How dangerous is AI for your organization?


According to Chief Revenue Officer of Hackuity, Pierre Samson, AI tools can help boost your productivity at work. But do they also make life easier for cyber attackers? A Salesforce survey of senior IT leaders showed that while two-thirds (67%) are prioritising generative AI for their business in the near future, a similar majority (71%) also believe it will introduce new security risks to data.

Attackers are already using ChatGPT and generative AI to write malicious code (and are boasting about it on developer forums). While ChatGPT advocates may downplay the risk, researchers have found that ChatGPT can be tricked into producing viruses and spyware.

Stronger control and laws must first be put in place, according to AI specialists, who have urged a six-month moratorium before training more potent AI systems. The usage of AI is also being regulated by governments throughout the world, with Europe leading the way with the first AI Act and the Philippines following closely after talks with the European Union (EU) and the Association of Southeast Asian Nations (ASEAN) on how to start regulations for AI.

Don’t slam the panic button just yet. These latest "advancements" are not entirely new developments; they are simply accelerating traditional hacker tactics. Likewise, AI tools are agnostic, meaning they can also be leveraged by security teams for defensive tasks, from identifying cybersecurity anomalies to creating evasion codes.

Where to start?

As with any new threat, organisations should be evaluating what potential risks ChatGPT poses to their specific attack surface. That isn’t a call to completely rethink cybersecurity. But companies need to double down on their cyber hygiene to ensure a robust defence.

Most organisations are still struggling to identify, prioritise, and remediate the most basic threats. Only 15 percent are cyber “mature,” according to a recent Cisco study, and more than half are still in the “beginner” or “formative” stages. There are plenty of fundamental security gaps that need to be addressed first before diverting resources to the latest AI threats. Or to put it another way, don’t rush to bake a cake when you’ve been missing the recipe for years.

Headlines would have you believe that generative AI and ChatGPT are radically new forms of cyber threats when, in reality, they’re just magnifying the age-old attack classics. Where AI changes the game is enabling these same attacks at an unprecedented scale. Still, none of that matters if you don’t have the right fundamentals in place.

How can I protect myself?

Zero Trust, which authenticates users in a modern security architecture, is a framework that addresses many of the modern challenges of today’s businesses. It helps secure remote workers, protects hybrid cloud environments, and shields the company from ransomware threats.

Many organisations have adopted some form of Attack Surface Management (ASM) to discover and analyse vulnerabilities and potential attack vectors. Zero Trust likewise looks beyond traditional security perimeters. It’s not sufficient on its own, but it is necessary.

The principle is simple: never assume identity, and implement least privilege access to reduce the attack surface. This applies equally when confronting generative AI.

What's the right process?

Effective vulnerability management begins with knowing which vulnerabilities you need to prioritise and then automating your team’s remediation workflow to tackle them systematically.

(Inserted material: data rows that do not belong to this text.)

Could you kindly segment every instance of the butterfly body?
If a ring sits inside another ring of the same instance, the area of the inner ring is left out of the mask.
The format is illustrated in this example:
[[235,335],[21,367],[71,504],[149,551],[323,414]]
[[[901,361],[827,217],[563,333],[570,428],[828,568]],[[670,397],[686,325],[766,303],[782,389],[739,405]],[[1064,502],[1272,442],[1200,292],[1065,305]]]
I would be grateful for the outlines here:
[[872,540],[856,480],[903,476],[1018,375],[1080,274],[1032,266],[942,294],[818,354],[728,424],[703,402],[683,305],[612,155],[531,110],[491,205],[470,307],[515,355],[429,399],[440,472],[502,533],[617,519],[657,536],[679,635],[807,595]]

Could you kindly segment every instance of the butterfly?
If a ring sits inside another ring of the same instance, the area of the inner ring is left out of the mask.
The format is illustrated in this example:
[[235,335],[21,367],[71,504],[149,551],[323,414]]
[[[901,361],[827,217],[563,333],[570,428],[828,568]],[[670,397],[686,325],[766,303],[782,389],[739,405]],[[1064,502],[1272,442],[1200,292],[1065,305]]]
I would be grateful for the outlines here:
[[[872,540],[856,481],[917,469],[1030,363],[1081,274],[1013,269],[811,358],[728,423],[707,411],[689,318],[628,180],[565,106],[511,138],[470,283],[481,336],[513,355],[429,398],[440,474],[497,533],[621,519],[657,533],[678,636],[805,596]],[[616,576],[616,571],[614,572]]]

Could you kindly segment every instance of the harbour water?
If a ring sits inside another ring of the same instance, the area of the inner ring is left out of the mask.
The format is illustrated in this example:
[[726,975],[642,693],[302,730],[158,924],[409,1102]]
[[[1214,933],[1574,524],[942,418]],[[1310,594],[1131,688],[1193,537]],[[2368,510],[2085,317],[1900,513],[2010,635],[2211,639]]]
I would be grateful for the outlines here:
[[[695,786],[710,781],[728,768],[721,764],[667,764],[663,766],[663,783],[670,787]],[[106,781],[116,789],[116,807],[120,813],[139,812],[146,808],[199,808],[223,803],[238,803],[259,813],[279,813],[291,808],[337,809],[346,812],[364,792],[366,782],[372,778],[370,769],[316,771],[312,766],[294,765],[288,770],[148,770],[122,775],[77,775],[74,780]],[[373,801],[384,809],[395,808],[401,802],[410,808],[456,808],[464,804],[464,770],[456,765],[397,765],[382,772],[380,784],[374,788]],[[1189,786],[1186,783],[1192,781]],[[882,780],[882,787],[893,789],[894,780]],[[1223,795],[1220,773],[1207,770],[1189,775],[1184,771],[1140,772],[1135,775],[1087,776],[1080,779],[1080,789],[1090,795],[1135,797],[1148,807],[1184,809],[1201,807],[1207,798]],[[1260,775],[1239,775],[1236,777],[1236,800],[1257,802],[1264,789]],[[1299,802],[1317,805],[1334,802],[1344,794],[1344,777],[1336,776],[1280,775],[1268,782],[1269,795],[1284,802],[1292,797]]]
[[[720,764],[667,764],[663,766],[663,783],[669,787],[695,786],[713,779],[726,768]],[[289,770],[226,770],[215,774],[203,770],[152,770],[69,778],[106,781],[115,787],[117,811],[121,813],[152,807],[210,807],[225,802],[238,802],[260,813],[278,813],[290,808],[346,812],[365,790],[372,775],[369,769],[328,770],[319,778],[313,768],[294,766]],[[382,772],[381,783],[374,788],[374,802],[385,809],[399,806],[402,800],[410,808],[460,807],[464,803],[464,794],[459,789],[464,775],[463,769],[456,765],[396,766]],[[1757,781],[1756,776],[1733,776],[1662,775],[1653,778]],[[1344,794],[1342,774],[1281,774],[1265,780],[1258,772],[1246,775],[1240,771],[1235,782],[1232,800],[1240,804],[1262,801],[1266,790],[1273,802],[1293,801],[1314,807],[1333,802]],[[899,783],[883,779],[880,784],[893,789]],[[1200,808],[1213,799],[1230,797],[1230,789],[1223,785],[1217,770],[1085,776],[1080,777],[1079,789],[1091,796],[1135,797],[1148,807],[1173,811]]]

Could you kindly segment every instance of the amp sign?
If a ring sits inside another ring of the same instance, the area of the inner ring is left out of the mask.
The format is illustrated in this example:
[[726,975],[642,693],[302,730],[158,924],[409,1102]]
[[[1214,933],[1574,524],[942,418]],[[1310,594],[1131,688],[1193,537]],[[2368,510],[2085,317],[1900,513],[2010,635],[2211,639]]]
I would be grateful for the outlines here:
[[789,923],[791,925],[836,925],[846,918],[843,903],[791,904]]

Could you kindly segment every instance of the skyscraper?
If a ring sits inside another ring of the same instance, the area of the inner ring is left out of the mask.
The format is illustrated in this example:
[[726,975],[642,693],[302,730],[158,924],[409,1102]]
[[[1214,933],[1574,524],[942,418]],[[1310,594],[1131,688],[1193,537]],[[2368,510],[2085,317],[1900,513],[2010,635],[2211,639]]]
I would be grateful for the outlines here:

Eliminate any blind spots in the cybersecurity perimeters and focus on what matters to your organisation.

To achieve cyber hygiene, intelligent solutions are capable of aggregating data from dozens of siloed security tools that most firms already have in place and analysing more than 200,000 common vulnerabilities and exposures. AI can help with that.

Start with the basics. Conduct analysis to know the critical risks specific to your business and how they translate in terms of your technical assets. You cannot protect what you do not know. Have clear accountability, identify the stakeholders in charge of cybersecurity: from top to bottom and, yes, including the board. Employees can be your first line of defence or your attacker’s point of entry based on your investments.

Implement a step-by-step approach. Cybersecurity is a journey of continuous improvement. Adopt the 80:20 rule: Start with the 20 percent of actions that cover 80 percent of your risks. Secure your quick wins and basic protections, then take your Vulnerability Management program to the next level.

Should we invest more in technology?

Start by adopting detection tools and practices to protect your network and endpoints. (For smaller enterprises that don’t have the bandwidth and funds to invest in technology, consider managed service providers that can cover an extensive range of security services.) From there, ensure those data flows are contributing to the same bigger picture for your security teams.

What we observe is that 80 percent of breaches still come from a lack of basic cybersecurity hygiene that could have been prevented with steady investments, top-down willingness, and awareness of the risks. Investing in not only people and processes but also the right technologies can make the difference. AI can be a great ally, but only if you get the cyber defence fundamentals right first: gain visibility, secure and protect, monitor, respond, and evaluate.